I am a Researcher at Microsoft Cloud+AI where I work on the research and development of Computer Vision and Machine Learning related products.
I am currently working in AutoML as part of the Microsoft Custom Vision Service. I did my Master's in Computer Vision at Robotics Insitute, Carnegie Mellon University where I worked with Prof. Kris Kitani on model compression and Hypernetworks. I have worked at Amazon as a Software Development Engineer. I graduated with a B.Tech. in Computer Science and Engineering from Indian Insitute of Technology Ropar with the President of India Gold Medal. I have won the Microsoft Imagine Cup India and Indian National Academy of Engineering Innovate Student Project Award in 2016 for my project SpotGarbage.

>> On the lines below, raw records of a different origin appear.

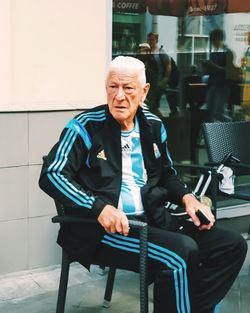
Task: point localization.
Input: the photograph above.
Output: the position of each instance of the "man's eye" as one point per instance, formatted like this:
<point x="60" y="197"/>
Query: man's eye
<point x="129" y="89"/>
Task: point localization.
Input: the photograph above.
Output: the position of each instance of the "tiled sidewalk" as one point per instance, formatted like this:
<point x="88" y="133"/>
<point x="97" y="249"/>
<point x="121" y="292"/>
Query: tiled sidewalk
<point x="36" y="291"/>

To make talking head generation robust to such emotional and noise variations, we propose an explicit audio representation learning framework that disentangles audio sequences into various factors such as phonetic content, emotional tone, background noise and others. When conditioned on disentangled content representation, the generated mouth movement by our model is significantly more accurate than previous approaches (without disentangled learning) in the presence of noise and emotional variations.

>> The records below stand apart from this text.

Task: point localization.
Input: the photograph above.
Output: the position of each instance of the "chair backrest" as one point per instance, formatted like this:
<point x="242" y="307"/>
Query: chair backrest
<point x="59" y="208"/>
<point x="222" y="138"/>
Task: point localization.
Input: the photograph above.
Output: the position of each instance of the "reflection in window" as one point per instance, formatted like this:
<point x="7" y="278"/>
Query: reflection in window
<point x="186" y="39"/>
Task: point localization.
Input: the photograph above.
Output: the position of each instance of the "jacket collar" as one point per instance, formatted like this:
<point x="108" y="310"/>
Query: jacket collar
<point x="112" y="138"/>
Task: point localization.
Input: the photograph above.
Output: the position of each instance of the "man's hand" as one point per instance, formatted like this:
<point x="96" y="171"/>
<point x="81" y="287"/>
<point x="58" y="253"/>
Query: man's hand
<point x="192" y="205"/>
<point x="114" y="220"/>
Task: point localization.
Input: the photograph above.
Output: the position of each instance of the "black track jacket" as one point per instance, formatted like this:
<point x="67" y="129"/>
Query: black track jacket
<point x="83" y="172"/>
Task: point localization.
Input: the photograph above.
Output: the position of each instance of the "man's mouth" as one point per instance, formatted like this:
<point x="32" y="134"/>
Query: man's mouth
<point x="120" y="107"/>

Proposed a method to generate an image incrementally based on a sequence of scene graphs such that the image content generated in previous steps is preserved and the cumulative image is modified as per the newly provided scene information.
Proposed a network architecture that learns long-term and short-term context of the video data and uses attention to align the information with accompanying text to perform variable length semantic video generation on unseen caption combinations.
Designed a fully convolutional network to detect and coarsely segment garbage regions in the image. Built an smartphone app, SpotGarbage, deploying the CNN to make on-the-device detections. Also introduced a new Garbage-In-Images (GINI) dataset.
Proposed a novel encode-decoder network for brain extraction from T1-weighted MR images. The model operates on full 3D volumes, simplifying pre- and post-processing operations, to efficiently provide a voxel-wise binary mask delineating the brain region.